Process parameter influence on geometric accuracy of Nylon 12 parts manufactured by FFF.

Abstract

Purpose This study aims to analyze the influence of extrusion temperature, printing speed and layer thickness on dimensional accuracy, geometric deviations and surface roughness of Nylon 12 parts fabricated via fused filament fabrication (FFF). Understanding these effects is key to optimizing the process for precision engineering and biofabrication applications.

Design/methodology/approach Hollow cylindrical specimens were printed under varying conditions: extrusion temperature (240°C–270°C), printing speed (40–60 mm/s) and layer thickness (0.1–0.3 mm). Dimensional deviations, roundness, circular runout, cylindricity, straightness and surface roughness were analyzed. Response surface methodology (RSM) was applied to develop predictive models, while gray relational analysis (GRA) was used to optimize process parameters.

Findings Higher layer thickness and extrusion temperature increased surface roughness, while higher printing speeds worsened roundness and cylindricity but improved straightness and circular run-out. The optimal parameters identified by GRA were 40 mm/s speed, 0.1 mm layer thickness and 255 °C extrusion temperature.

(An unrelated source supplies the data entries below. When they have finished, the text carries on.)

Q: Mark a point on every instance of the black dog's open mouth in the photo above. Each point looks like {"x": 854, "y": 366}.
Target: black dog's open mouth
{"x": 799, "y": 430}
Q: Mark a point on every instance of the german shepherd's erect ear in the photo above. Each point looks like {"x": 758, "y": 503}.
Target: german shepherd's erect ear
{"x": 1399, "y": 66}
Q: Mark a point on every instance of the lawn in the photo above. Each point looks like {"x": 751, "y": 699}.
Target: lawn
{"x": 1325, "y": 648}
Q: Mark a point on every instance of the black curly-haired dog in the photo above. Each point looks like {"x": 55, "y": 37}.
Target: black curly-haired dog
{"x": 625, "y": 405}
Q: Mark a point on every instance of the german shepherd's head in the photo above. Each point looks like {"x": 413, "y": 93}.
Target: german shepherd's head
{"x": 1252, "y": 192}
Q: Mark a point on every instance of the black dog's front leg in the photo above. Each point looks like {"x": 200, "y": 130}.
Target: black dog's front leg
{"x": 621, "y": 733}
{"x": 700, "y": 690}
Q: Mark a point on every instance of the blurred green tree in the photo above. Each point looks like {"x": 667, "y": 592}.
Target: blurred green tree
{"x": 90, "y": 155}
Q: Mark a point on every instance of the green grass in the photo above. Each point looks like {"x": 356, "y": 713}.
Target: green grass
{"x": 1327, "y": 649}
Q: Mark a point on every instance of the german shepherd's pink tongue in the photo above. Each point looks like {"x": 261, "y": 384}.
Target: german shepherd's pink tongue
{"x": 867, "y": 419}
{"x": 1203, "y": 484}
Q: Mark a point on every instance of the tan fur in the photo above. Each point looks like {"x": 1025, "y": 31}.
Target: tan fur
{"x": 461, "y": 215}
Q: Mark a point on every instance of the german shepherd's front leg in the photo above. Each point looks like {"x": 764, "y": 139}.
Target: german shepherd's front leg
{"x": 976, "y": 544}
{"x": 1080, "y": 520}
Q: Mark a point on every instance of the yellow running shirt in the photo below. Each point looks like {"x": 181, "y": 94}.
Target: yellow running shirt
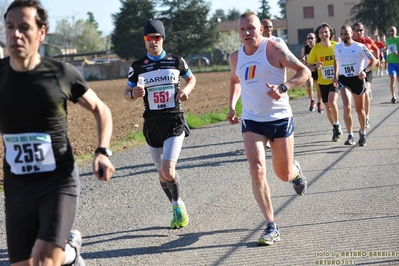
{"x": 319, "y": 53}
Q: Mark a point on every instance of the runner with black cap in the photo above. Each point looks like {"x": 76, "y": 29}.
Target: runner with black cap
{"x": 164, "y": 124}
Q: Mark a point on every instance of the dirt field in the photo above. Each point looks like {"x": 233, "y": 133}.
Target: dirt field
{"x": 210, "y": 94}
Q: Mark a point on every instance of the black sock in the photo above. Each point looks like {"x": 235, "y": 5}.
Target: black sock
{"x": 174, "y": 188}
{"x": 166, "y": 190}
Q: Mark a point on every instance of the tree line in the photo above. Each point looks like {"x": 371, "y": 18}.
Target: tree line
{"x": 190, "y": 28}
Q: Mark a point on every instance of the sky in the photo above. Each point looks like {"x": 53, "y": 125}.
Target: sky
{"x": 102, "y": 10}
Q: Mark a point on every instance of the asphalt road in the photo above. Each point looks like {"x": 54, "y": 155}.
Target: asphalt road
{"x": 349, "y": 215}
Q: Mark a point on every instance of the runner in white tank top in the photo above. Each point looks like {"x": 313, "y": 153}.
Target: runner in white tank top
{"x": 254, "y": 71}
{"x": 258, "y": 76}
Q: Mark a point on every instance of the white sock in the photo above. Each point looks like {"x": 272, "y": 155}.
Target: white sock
{"x": 70, "y": 254}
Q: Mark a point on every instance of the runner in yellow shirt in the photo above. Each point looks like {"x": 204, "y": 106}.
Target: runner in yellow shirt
{"x": 321, "y": 57}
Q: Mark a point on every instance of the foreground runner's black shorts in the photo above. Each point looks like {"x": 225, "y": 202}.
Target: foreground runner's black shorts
{"x": 281, "y": 128}
{"x": 43, "y": 208}
{"x": 157, "y": 130}
{"x": 354, "y": 84}
{"x": 369, "y": 76}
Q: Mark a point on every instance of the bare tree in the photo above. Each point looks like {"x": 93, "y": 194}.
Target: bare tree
{"x": 228, "y": 43}
{"x": 3, "y": 9}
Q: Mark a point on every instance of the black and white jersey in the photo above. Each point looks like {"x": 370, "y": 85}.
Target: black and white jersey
{"x": 162, "y": 82}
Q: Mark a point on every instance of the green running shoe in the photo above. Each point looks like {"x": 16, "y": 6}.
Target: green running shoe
{"x": 270, "y": 235}
{"x": 180, "y": 216}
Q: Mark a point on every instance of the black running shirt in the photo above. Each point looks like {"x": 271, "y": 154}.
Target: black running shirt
{"x": 162, "y": 82}
{"x": 33, "y": 115}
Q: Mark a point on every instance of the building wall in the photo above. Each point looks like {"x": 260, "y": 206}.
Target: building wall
{"x": 296, "y": 21}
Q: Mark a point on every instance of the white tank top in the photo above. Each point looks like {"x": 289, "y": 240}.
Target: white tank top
{"x": 254, "y": 71}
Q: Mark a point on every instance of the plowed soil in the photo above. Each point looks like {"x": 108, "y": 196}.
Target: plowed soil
{"x": 210, "y": 94}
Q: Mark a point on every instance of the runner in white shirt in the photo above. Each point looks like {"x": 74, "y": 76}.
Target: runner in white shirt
{"x": 351, "y": 67}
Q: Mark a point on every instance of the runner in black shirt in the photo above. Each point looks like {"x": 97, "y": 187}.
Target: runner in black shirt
{"x": 41, "y": 179}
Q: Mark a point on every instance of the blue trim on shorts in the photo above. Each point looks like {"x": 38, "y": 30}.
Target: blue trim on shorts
{"x": 393, "y": 69}
{"x": 281, "y": 128}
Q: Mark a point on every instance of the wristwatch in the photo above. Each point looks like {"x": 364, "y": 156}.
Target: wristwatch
{"x": 107, "y": 152}
{"x": 284, "y": 87}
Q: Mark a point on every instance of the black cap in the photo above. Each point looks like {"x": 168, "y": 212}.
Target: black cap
{"x": 154, "y": 26}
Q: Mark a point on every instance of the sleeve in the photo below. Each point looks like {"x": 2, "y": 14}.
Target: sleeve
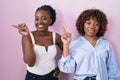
{"x": 112, "y": 67}
{"x": 67, "y": 64}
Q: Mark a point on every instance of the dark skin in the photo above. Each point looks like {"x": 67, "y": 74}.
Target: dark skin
{"x": 42, "y": 37}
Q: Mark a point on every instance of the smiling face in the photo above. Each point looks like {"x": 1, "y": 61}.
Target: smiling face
{"x": 91, "y": 27}
{"x": 42, "y": 20}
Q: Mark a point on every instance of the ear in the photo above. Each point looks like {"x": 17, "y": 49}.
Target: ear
{"x": 50, "y": 21}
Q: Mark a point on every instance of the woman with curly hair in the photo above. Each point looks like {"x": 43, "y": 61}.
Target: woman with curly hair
{"x": 39, "y": 46}
{"x": 90, "y": 57}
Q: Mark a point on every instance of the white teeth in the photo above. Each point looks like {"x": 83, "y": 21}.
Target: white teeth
{"x": 40, "y": 26}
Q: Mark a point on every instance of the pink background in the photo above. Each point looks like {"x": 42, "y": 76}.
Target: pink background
{"x": 12, "y": 66}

Originality/value This study systematically evaluates geometric deviations in Nylon 12 parts fabricated via FFF, an area with limited prior research. The combined use of RSM and GRA provides a robust approach to minimize geometric errors and enhance print quality, benefiting industries requiring high-precision polymer components, such as aerospace, biomedical engineering and mechanical manufacturing.